A successful WordPerfect and Quattro Pro could have functioned on other operating systems, and Microsoft believed that functionality could harm its monopoly, Novell contends.

Harral, now a software consultant, testified that a feature that Microsoft had planned for Windows 95 then withdrew support for would have allowed Novell to continue to offer some of the same functions to customers who used earlier WordPerfect versions based on the DOS operating system.

"We could have [undone] all the work they put into the product," Harral said about Novell's belief it would lose customers without those features.

But David Tulchin, a New York attorney representing Microsoft, directed Harral to a picture of a Windows screen to illustrate that Novell could have placed WordPerfect on either the "start" button or as an icon on the desktop of Windows 95 even without the feature at issue in the trial.
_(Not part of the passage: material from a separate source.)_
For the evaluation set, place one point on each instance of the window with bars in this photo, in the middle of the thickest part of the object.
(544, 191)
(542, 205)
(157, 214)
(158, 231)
He also brought up memos that showed some internal dissension among work groups at Novell to try to point the 12-person jury to what Microsoft contends was Novell's own missteps and bad decisions that delayed the launch of products compatible with Windows 95.

Novell claims that it lost about $1 billion after it bought WordPerfect and then sold it about a year a half later when a new CEO determined the company had lost focus in trying to compete broadly with Microsoft.

The trial is expected to last six more weeks. Bill Gates, the former CEO and current chairman of Microsoft, is scheduled to testify next month about the decision he made to not continue to support the Windows 95 feature. That feature allowed folders and files to be displayed as lists in a separate window.